The orchestra, having previously performed and recorded the work, was in admirable command of its technical and musical challenges, even if the nine string players had to struggle to make their presence felt in the face of the enthusiasm of the wind, brass and percussion instruments.
Franceso Piemontesi, a former BBC Radio 3 New Generation Artist, was a nimble and reliable soloist in Mozart’s penultimate piano concerto, the ‘Coronation’, giving an idiomatic performance of great character, and abandon.
That the orchestra’s first ritornello was to finish conspicuously sharper than the pianists’ first entry in the home key was solely because the orchestra had failed to tune to the piano, and this disparity in pitch never properly resolved itself.

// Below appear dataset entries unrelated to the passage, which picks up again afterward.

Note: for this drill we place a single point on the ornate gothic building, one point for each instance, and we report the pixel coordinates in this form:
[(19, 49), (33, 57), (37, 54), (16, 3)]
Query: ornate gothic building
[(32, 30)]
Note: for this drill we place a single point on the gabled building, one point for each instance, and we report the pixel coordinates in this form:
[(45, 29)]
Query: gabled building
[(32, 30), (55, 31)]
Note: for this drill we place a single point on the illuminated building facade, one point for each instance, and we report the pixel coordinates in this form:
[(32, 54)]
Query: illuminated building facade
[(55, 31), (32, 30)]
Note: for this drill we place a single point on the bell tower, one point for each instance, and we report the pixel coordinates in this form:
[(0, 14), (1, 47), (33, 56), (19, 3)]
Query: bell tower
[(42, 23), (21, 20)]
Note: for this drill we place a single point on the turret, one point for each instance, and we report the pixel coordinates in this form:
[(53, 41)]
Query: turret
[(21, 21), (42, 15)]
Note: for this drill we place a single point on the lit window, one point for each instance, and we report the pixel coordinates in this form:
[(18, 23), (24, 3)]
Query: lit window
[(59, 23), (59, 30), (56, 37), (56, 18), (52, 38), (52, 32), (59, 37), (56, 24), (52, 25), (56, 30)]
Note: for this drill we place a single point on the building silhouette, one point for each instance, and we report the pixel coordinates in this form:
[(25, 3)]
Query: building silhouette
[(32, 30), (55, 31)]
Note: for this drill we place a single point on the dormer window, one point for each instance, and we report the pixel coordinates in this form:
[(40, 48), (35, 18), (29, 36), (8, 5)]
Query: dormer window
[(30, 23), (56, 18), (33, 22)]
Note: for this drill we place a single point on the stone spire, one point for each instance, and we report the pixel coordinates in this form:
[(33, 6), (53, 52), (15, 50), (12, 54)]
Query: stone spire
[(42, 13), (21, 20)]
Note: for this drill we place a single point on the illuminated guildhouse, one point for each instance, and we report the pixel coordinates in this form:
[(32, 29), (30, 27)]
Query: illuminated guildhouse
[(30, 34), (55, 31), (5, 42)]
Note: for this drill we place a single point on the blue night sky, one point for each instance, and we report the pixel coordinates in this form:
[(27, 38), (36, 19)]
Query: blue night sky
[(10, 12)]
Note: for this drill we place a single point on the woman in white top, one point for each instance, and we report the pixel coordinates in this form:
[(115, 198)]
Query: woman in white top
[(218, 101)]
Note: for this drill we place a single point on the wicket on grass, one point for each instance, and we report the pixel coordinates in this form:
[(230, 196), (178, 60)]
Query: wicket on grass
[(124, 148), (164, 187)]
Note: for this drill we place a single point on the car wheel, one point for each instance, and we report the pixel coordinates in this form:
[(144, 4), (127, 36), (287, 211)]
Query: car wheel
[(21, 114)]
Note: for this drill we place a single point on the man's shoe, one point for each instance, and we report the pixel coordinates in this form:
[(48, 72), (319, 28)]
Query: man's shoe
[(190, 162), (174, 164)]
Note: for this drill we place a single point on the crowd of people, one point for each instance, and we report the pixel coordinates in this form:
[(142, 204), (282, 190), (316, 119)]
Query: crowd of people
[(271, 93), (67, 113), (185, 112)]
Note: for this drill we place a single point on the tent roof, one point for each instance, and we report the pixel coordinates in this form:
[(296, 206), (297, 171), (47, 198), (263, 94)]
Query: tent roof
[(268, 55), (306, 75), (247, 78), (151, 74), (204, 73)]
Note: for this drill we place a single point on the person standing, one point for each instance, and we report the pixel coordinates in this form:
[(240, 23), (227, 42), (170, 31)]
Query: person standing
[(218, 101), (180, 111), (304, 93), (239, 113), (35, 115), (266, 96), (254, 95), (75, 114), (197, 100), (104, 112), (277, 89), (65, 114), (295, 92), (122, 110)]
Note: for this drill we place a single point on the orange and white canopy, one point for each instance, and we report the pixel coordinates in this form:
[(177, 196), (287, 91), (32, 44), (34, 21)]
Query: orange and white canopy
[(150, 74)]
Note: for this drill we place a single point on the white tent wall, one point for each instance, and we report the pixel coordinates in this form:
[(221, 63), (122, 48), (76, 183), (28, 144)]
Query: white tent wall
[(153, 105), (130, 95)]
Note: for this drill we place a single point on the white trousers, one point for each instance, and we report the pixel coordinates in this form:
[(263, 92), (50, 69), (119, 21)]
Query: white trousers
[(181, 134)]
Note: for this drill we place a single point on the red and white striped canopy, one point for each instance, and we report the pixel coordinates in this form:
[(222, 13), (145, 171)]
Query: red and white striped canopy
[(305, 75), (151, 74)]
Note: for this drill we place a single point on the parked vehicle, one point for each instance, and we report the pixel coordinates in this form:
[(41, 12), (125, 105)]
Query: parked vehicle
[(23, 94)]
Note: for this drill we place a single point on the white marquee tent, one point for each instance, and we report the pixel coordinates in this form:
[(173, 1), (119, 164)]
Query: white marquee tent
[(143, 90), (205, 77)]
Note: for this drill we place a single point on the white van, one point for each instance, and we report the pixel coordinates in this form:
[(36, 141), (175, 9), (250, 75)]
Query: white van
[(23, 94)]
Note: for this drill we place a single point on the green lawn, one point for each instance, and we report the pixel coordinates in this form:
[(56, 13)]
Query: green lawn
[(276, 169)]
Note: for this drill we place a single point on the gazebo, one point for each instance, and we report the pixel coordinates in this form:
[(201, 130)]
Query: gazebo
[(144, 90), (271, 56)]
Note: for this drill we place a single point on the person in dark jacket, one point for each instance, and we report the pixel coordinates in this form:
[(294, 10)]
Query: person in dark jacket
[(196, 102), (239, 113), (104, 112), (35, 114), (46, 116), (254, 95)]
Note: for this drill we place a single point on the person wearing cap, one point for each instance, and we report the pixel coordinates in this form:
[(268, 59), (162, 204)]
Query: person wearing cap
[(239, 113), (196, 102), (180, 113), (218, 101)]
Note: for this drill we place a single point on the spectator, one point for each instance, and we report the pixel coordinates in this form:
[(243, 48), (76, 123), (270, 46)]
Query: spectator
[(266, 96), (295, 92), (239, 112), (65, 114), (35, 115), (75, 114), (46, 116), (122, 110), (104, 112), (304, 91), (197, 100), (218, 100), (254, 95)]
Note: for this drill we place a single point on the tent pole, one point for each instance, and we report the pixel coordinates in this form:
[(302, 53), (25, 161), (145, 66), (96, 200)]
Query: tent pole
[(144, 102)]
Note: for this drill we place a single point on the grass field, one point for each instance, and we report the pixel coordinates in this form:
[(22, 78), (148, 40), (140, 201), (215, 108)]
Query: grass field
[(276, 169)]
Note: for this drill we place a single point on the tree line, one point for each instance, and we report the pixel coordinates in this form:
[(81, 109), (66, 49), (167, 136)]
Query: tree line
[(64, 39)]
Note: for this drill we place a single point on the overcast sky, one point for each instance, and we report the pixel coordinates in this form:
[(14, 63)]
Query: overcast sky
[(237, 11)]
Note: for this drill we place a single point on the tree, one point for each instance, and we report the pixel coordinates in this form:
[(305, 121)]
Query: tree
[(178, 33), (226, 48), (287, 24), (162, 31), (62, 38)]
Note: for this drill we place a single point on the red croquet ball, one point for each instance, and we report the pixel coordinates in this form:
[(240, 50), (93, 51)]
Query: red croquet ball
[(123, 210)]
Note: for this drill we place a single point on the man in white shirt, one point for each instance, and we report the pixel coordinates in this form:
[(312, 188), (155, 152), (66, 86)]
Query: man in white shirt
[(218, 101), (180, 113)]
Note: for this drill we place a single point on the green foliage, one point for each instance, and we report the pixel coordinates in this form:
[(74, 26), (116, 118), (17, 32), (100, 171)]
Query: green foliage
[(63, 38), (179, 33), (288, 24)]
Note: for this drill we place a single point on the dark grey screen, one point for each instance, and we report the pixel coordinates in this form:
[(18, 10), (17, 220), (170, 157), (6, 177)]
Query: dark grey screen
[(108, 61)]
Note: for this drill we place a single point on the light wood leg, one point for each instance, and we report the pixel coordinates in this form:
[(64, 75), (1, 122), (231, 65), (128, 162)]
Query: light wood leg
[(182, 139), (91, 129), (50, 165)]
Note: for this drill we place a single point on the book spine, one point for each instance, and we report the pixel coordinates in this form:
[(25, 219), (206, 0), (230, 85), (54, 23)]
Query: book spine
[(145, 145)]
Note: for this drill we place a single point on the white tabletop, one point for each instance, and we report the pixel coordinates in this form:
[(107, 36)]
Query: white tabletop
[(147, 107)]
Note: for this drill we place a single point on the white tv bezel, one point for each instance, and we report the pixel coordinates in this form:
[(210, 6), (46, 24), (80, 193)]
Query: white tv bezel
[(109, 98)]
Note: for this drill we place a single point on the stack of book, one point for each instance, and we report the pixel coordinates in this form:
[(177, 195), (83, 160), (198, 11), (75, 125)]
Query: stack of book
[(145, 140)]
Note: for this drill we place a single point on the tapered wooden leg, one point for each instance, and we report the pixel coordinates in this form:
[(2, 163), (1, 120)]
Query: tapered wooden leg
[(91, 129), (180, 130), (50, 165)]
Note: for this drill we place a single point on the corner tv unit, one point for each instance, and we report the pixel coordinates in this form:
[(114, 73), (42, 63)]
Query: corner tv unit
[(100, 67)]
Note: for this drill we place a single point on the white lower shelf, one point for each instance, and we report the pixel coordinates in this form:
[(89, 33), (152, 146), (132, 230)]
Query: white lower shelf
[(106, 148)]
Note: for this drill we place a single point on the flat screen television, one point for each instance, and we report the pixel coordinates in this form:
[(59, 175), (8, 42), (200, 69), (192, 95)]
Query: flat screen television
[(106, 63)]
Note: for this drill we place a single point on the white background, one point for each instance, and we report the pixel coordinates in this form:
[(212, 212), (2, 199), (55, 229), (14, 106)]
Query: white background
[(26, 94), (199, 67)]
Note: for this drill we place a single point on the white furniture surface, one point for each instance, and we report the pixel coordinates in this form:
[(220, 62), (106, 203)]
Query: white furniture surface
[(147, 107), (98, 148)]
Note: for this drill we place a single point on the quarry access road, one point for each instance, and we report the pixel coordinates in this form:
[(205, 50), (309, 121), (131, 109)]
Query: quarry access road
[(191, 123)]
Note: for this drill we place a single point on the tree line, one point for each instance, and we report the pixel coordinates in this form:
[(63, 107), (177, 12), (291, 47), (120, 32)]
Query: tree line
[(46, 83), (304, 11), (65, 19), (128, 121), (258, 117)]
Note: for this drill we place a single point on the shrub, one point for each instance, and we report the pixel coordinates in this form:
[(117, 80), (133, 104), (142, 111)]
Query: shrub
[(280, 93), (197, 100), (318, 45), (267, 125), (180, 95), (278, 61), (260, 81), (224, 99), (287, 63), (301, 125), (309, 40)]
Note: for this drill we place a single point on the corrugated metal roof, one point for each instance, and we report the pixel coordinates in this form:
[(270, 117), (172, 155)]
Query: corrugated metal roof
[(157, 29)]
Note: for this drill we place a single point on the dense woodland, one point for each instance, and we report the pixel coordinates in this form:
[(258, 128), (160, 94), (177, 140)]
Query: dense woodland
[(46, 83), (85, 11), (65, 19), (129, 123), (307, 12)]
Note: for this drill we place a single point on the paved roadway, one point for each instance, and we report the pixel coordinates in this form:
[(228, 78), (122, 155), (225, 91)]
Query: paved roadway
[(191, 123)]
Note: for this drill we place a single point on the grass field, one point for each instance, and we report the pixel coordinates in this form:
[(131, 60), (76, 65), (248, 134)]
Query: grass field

Piemontesi was unperturbed however, and rewarded the audience’s generous reception of his performance with an encore of a Mendelssohn Song without Words.
Anna Meredith’s Smatter Hauler, taking its name from a Sherlock Holmes novel, the Victorian name for a gang of handkerchief thieves, and commissioned especially for the occasion, was essentially a ‘side by side’ music education project in which members of the Aurora orchestra performed alongside the budding young instrumentalists of the BBC Proms Youth Ensemble.
The ambition that Anna Meredith had set for her concise composition was that “At five minutes, I want the music to be – above all – clear, brash and brutal.” In this she and the musicians succeeded brilliantly, with a barrage of sound and lighting effects of almost primeval proportions.
Although the musicians also performed Anna Meredith’s 5-minute piece from memory, it was the final piece in the programme, Beethoven’s ‘Pastoral’ Symphony, which was publicized as the distinctive attraction, since it was to be performed from memory.
Recent history is of course replete with illustrious instances of such accomplishments; Hans von Bülow and his orchestra in Meiningen earned Brahms’ approval for rehearsing and performing from memory, and there are also examples of similar feats during the heyday of Soviet orchestral and ensemble playing.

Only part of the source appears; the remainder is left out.